Advanced Filter
Filter & SortFilter rows using one or more conditions combined with AND/OR logic and parenthesised grouping, keeping only the rows that match your criteria. This is the primary tool for subsetting data before analysis -- for example, selecting only a specific treatment arm, age range, or experimental condition.
When to Use
- You need to keep only rows matching specific criteria before running a statistical test (e.g., only female participants over age 30, or only samples from a particular batch).
- You want to combine multiple conditions with AND logic: for example, Age > 30 AND Group = "Treatment" AND Site = "London".
- You need complex logic with grouped conditions using OR: for example, (Region = "North" AND Sales > 100) OR (Region = "South" AND Sales > 200).

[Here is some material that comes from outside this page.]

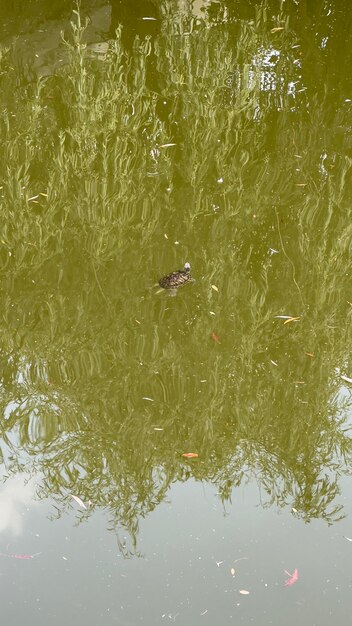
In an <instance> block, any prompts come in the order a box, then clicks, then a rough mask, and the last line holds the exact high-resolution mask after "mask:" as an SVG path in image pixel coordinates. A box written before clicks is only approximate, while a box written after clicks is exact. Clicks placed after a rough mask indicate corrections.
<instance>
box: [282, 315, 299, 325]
mask: <svg viewBox="0 0 352 626" xmlns="http://www.w3.org/2000/svg"><path fill="white" fill-rule="evenodd" d="M300 319H301V318H300V317H289V318H288V320H285V321H284V325H285V324H289V323H290V322H298V320H300Z"/></svg>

- You want to exclude outliers or invalid entries before analysis, such as removing rows where a quality score is below a threshold or where a required field is empty.
Required Inputs
- Column -- the column to filter on. You can add multiple filter rows to apply conditions on different columns simultaneously.
- Operator -- the comparison type. Available operators include: equals, not equals, greater than, greater than or equal, less than, less than or equal, contains, starts with, ends with, is empty, is not empty, and matches regex.
- Value -- the comparison value to test each row against. Not required for the "is empty" and "is not empty" operators. For numeric comparisons, enter a number; for text comparisons, enter a string.
What Changes
- Row count decreases because rows that do not match the filter conditions are removed from the dataset.
- Column structure is preserved -- no columns are added or removed. The result has the same columns as the input.
- The operation is applied in place, replacing the current data. Undo is available to revert to the previous state if the filter was too aggressive or applied incorrectly.
- Row indices are reset after filtering. If you had row numbers as a column, those values are preserved, but the grid row positions change.
Common Pitfalls
- Applying numeric comparisons (greater than, less than) to a text column compares values lexicographically, which produces incorrect results for numbers stored as strings (e.g., "9" > "80" because "9" > "8"). Convert the column to numeric type first.
- String matching is case-insensitive by default. Toggle the "Aa" button to enable case-sensitive matching when the distinction matters (e.g., filtering gene names like "TP53" vs "tp53").
- Empty and missing values (NA, N/A, blank cells, NaN) are all treated as empty by the "is empty" operator. Use "is not empty" to exclude them, or be aware that numeric filters silently skip empty cells.
- When using OR logic between groups, make sure the parenthesised grouping is correct. (A AND B) OR C is different from A AND (B OR C).
Example: Before & After
Before
| Name | Age | Group |
|---|---|---|
| Alice | 28 | Control |
| Bob | 35 | Treatment |
| Carol | 22 | Control |
| Dave | 41 | Treatment |
→
After
| Name | Age | Group |
|---|---|---|
| Bob | 35 | Treatment |
| Dave | 41 | Treatment |
Filter: Group = "Treatment". Only the two Treatment rows are retained; Control rows are removed.